Disbelief is dominating the reaction. Kensington is a byword for palatial wealth; the richest seat in England with house prices hitting £43m on one exclusive private road. The Kensington of Made in Chelsea and Notting Hill, the Kensington of milk-white Regency facades and glamorous cocktail bars, does not seem a place where a Corbyn “soak the rich” speech would be greeted warmly.
This does not tell the whole story. Nor does the explanation that Brexit dynamics alone are behind the shock, although doubtless they helped. Kensington is routinely misunderstood. The north of the seat holds serious deprivation, with two in five children in the Golborne Ward in poverty. The lifestyles of the Notting Hill set can be viewed from the tower blocks that jostle for space, cheek by jowl, with the mansions.
Even the mansions tell strange stories. Often tiny, badly-furnished box-rooms will be up for rent in fine buildings. I grew up on an a grand street in a Georgian house off Cromwell Road that had been split into dozens of small flats run by a rogue landlord who allowed damp, mould and vermin to run riot. The Town Hall turned a blind eye and eventually a charity bailed us out.
It’s not just hidden poverty that made Labour triumph possible. My school – the first London comprehensive – contained a melting pot of people from all classes and cultures (today just over 60 per cent of residents in the wider council area do not identify as White British). Many were from groups with a deep sense of community and solidarity. The conclusions drawn were often left-leaning ones even when we didn’t know it, and a spirit of defiance lurked.
That spirit has always existed. The West Indian community, corralled into slums that now sell for millions, came under repeated racist gang attacks during the 1950s. They were unbeaten, and the anti-racist movement helped give birth to the famous Notting Hill Carnival. Punk rock came to Kensington too; The Clash practiced in Trellick Tower and The Jam posed under the Westway.
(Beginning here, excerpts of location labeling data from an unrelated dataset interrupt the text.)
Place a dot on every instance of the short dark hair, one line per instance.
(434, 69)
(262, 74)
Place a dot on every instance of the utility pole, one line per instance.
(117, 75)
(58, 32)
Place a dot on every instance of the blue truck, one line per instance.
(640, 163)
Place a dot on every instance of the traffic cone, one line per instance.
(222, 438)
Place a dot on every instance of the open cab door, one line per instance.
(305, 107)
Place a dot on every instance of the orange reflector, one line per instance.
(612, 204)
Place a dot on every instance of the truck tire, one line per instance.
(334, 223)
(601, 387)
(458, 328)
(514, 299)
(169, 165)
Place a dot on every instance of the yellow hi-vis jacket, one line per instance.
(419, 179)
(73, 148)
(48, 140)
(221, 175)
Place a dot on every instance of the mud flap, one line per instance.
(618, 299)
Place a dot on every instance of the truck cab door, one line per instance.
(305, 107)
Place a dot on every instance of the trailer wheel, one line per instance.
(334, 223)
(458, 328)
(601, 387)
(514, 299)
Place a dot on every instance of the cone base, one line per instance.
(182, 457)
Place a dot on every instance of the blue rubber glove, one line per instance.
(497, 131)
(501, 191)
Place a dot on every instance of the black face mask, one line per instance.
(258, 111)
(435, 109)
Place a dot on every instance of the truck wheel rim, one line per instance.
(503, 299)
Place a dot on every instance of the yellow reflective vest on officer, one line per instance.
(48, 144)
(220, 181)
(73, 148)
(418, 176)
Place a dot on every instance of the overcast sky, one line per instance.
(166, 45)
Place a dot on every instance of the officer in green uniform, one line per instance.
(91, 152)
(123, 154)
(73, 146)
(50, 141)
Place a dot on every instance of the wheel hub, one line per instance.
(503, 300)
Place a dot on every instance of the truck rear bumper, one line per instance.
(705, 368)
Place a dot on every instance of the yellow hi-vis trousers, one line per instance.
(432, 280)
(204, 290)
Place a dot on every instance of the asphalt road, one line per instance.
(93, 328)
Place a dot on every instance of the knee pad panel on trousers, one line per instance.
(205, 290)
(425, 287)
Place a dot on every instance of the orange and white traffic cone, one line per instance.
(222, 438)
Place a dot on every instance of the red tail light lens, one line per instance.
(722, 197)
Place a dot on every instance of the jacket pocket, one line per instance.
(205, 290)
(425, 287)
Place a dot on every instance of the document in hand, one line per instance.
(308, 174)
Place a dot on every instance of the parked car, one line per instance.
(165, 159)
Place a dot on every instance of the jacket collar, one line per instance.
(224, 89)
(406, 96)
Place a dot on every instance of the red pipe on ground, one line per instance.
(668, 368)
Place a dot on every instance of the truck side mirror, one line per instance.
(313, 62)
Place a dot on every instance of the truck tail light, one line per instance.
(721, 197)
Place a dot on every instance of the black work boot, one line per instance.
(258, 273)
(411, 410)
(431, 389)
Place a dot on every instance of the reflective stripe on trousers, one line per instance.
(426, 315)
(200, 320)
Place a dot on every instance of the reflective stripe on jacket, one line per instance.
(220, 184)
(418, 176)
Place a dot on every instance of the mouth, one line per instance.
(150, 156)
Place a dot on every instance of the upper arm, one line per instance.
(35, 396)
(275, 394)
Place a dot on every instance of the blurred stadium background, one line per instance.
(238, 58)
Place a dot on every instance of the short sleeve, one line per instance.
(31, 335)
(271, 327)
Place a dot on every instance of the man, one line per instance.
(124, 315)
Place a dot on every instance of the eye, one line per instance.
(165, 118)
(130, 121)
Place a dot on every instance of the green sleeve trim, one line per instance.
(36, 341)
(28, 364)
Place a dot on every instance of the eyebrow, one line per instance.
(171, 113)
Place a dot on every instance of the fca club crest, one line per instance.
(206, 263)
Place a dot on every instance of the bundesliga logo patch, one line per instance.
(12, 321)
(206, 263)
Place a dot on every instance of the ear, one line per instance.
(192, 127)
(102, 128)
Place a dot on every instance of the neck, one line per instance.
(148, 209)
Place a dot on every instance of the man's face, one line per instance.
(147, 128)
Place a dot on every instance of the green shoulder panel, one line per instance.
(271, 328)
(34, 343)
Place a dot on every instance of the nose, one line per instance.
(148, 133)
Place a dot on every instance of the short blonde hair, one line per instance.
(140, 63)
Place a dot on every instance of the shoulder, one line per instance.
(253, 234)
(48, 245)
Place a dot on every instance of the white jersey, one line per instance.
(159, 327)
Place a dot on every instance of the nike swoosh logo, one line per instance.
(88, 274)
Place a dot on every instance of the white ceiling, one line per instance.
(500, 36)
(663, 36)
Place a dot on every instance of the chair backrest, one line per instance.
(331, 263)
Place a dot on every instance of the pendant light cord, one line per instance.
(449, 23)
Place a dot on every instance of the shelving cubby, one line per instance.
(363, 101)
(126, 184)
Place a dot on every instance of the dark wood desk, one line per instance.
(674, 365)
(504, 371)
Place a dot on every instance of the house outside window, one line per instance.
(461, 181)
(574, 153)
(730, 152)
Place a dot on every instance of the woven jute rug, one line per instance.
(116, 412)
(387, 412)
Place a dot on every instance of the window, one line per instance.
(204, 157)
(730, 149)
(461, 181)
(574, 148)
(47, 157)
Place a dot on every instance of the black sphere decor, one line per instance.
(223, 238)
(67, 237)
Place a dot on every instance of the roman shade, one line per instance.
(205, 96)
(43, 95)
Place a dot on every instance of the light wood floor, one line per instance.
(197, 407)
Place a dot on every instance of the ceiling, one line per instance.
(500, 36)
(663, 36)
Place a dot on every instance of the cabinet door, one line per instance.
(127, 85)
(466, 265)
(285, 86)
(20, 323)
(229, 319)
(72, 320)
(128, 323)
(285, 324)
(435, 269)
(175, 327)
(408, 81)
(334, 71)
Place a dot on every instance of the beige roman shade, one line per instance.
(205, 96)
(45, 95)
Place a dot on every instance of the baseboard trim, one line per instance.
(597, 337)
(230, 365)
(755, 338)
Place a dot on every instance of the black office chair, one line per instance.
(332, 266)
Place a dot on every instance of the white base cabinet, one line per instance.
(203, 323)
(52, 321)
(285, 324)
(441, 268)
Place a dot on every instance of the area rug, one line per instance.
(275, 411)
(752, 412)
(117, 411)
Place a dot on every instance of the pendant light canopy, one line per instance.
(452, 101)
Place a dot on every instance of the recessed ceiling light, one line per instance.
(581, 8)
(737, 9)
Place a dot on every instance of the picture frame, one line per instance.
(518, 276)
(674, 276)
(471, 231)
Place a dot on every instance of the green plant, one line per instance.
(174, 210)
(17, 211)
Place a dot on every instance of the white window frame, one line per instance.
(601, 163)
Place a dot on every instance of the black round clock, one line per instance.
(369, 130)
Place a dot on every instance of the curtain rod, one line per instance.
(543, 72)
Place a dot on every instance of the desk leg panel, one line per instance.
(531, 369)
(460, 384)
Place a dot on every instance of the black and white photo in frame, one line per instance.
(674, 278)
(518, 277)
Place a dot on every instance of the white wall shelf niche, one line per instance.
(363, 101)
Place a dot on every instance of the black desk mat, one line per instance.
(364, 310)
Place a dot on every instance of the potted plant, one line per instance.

Today, strange political alliances break out over disparate causes. From right- and left-wing locals uniting to save the Portobello Road Market, millionaire celebs opposing bus routes on their roads, or intra-Tory rows about oligarchs building super-basements for their cars, there is never a dull moment.
Yet when I lived there, there was also widespread disillusionment. Non-voting was common, even among people with strong opinions. Some would loyally trudge to the polling station for Labour, but not expect anything to come of it. The Liberal Democrats were sometimes seen as the only viable alternative.
Corbyn changed that. Hundreds joined the local Labour party. While we don’t know exactly what caused the election surge, it seems that a coalition of liberal middle class voters and disenfranchised working class voters, backed by a mass of young people, seems to have emerged in England’s wealthiest seat.
Corbyn’s pitch, based on redressing giant inequalities in order to fund a better society, will have struck a chord in a place where such inequalities are so obvious.
There is a further local story. A small crowd gathered outside the Town Hall last night in a rousing victory rally of the kind rarely seen for a local politician. Labour’s project is represented in Kensington by a pro-Corbyn MP, Emma Dent Coad. But she is more than her party – she is a trusted, veteran local councillor and activist.
She is known as someone who speaks truth to power and gets stuff done. When contrasted with the tone of local politics sometimes, such as the Conservative council’s chief whip yelling at parents in a special needs travel meeting to “shut up”, such integrity shines brighter. While still in school, I complained our academy conversion was being railroaded through, and she was one of few local politicians to champion the cause. As a housing campaigner she has combined community activism with a comprehensive grasp of the policy area that she uses to hold anyone who lets down her residents to account.
There is plenty to hold to account. Kensington and Chelsea is at the top of the firing line for £600m in expected cuts to London schools. Libraries, childcare and other key services have been slashed. The area’s desirability is fuelling ever-more luxury flats instead of affordable homes or local amenities. As the fanfare fades, Kensington’s new MP will have her work cut out. How she performs, along with new Labour MPs in Conservative areas like Canterbury and Leamington, will determine whether the party can advance on its gains.
The Kensington surge is not a miracle, but it is a triumph. It is a triumph that could only have been achieved by hard local organising standing alongside a bold programme that can inspire people to the polling stations. In that sense – as curious as the place can be – it is not that much different from the rest of Britain.